2) The less ill patient with suggestive symptoms who fails to meet diagnostic criteria, but who is in an epidemiological risk group. For example, consider the possibility of mild systemic staphylococcal intoxication in young women reporting substantial or recurrent perimenstrual flu-like illness, particularly if that illness is associated with erythroderma or desquamation. Of course, the great majority of women experiencing nonspecific perimenstrual symptoms have syndromes unrelated to TSS or the staphylococcal toxins.

Treatment

How should TSS be Treated?

Treatment involves several key components:

1) Identification and decontamination of the site of toxin production: Drain or debride the lesion, remove foreign material, and irrigate copiously. Recent surgical wounds should be explored and irrigated even when signs of inflammation are absent.

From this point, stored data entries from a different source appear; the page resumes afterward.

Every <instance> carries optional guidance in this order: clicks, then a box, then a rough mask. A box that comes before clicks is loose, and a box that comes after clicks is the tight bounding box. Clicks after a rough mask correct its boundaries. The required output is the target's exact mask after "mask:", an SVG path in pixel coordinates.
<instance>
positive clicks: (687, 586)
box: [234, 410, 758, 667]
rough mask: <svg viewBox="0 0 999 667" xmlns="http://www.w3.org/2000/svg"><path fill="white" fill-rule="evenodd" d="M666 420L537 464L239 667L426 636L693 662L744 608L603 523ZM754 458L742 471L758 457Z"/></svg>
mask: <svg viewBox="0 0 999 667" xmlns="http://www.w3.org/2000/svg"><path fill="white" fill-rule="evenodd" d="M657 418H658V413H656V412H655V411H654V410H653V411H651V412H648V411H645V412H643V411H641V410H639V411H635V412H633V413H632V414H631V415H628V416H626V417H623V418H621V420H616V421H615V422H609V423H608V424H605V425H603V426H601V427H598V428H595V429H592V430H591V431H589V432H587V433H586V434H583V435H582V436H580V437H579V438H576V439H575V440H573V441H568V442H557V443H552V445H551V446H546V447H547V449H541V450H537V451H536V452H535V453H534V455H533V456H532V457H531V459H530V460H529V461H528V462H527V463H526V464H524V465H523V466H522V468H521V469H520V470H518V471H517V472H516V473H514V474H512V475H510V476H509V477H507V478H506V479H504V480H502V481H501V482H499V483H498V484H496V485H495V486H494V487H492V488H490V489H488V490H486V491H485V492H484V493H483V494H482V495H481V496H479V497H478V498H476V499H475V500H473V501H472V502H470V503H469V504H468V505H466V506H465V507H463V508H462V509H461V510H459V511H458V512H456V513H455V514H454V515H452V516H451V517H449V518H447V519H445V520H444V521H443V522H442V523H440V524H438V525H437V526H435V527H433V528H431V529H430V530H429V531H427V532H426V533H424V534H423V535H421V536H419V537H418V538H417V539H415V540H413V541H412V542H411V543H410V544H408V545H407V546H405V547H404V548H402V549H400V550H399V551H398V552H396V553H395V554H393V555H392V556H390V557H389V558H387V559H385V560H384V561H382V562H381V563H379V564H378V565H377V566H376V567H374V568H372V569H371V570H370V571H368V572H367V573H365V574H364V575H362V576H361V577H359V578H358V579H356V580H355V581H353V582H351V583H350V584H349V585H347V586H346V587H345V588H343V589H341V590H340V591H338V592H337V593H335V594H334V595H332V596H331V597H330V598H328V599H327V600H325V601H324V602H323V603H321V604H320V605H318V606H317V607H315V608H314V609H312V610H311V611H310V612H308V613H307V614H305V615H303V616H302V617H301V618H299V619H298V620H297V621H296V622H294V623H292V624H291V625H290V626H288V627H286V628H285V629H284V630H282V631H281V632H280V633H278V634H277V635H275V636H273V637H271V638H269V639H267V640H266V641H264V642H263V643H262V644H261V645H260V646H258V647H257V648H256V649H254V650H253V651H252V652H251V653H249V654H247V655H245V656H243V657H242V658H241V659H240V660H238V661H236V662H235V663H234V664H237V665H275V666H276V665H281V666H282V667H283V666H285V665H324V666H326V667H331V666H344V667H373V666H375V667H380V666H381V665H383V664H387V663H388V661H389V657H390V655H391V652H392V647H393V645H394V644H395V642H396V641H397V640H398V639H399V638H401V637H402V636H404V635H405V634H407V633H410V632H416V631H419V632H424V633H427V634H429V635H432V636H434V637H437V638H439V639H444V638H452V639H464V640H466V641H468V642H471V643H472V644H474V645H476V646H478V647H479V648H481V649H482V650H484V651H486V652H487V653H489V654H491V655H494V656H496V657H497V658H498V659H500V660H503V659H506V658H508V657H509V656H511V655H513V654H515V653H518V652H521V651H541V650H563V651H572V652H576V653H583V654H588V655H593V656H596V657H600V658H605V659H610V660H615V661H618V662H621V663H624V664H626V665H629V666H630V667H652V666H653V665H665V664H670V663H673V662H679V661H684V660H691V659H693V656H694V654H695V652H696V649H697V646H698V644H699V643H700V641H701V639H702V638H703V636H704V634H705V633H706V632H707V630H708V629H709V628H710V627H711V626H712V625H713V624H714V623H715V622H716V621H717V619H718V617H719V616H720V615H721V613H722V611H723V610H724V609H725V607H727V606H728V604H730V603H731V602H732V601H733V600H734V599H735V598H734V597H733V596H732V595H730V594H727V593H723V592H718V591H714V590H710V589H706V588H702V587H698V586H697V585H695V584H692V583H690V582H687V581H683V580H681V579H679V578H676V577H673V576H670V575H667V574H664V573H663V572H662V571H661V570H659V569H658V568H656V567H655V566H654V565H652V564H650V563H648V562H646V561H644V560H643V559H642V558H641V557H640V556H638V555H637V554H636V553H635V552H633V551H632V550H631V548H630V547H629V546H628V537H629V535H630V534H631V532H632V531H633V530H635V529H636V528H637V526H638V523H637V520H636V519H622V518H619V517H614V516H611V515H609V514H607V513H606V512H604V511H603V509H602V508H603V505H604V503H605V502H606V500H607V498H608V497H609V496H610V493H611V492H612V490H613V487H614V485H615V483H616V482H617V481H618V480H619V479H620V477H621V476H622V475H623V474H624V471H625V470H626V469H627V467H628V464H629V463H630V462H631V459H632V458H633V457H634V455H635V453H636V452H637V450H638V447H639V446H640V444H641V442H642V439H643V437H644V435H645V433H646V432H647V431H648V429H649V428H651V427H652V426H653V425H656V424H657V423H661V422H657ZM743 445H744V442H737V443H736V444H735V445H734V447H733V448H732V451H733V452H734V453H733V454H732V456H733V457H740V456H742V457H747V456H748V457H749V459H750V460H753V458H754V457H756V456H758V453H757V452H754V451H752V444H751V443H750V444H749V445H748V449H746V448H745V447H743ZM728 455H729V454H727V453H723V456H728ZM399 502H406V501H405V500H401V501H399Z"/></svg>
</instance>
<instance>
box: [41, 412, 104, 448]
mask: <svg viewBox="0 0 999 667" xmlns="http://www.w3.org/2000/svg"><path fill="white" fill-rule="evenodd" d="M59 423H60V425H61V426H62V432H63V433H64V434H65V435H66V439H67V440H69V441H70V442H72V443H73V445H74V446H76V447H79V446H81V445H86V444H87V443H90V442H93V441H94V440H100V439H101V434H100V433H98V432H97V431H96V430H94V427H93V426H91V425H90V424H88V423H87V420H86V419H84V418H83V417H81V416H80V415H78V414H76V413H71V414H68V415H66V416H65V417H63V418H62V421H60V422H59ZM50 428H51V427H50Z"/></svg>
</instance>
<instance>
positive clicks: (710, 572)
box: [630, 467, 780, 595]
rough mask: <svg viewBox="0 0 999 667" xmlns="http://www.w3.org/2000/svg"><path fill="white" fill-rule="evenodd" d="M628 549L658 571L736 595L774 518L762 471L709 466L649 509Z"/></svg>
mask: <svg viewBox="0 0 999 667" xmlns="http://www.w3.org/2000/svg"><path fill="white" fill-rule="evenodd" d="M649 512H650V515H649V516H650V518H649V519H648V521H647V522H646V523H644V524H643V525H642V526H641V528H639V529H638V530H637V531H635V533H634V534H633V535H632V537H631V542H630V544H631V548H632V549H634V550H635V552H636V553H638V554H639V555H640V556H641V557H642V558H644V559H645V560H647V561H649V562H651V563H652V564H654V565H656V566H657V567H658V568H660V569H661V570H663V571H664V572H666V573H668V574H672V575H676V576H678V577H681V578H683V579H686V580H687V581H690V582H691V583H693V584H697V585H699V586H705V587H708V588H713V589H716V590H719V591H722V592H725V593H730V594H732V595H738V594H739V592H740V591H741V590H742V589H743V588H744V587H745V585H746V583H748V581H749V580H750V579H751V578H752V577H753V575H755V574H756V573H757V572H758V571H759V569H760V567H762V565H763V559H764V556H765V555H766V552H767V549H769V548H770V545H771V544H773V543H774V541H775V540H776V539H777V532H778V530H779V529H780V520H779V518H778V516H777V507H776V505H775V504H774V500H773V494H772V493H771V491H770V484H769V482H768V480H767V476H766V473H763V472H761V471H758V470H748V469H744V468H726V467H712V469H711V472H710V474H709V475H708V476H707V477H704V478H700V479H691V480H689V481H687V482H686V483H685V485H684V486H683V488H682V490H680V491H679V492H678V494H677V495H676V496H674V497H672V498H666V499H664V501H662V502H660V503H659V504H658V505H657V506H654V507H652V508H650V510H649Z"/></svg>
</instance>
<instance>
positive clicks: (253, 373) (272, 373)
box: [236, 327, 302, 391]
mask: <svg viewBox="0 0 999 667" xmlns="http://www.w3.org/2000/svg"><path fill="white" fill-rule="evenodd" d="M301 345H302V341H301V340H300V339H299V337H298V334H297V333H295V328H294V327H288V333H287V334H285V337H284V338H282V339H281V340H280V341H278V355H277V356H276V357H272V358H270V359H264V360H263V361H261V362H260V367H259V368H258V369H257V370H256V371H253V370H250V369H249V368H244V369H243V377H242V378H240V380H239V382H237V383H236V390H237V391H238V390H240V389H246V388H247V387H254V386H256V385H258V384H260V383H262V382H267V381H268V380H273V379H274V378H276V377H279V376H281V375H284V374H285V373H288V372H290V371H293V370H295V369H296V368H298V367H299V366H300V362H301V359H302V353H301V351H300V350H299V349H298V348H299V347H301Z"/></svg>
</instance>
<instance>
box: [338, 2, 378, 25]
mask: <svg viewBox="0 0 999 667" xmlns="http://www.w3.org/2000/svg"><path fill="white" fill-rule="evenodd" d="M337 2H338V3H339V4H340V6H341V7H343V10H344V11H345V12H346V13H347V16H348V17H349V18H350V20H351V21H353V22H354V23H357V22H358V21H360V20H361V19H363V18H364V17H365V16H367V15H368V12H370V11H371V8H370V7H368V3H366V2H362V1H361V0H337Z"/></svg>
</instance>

2) Aggressive fluid resuscitation: Loss of fluid into the extravascular compartment can be very substantial. Maintenance of cardiac filling pressures is critical in order to prevent end organ damage. Adult patients with TSS have required up to 10 L of fluid in the first 24 hr.

3) Administration of antistaphylococcal antibiotics: Semisynthetic penicillin’s have been widely used for TSS. Growing evidence, however, suggests that the protein synthesis inhibitor clindamycin is more efficacious in this illness. Accordingly, the author recommends treating suspected TSS patients with clindamycin (900 mg i.v. every 8 hours for adults; 13 mg/kg i.v. every 8 hours for children), either alone or in combination with a cell wall active agent (semisynthetic penicillin or vancomycin). If the diagnosis of TSS is initially uncertain, broader empiric coverage is appropriate.

4) General supportive care: Intensive care monitoring is often indicated. Replete calcium and magnesium; provide ventilatory, pressor, and inotropic support; manage rhabdomyolysis, renal dysfunction, and / or coagulopathy.

5) Administration of pooled human immunoglobin: This should be reserved for refractory cases or cases associated with an undrainable focus of infection. All commercial immunoglobulin preparations contain high levels of anti-TSST-1 antibody. A single infusion of 400 mg/kg i.v. will generate a protective titre in a nonimmune patient.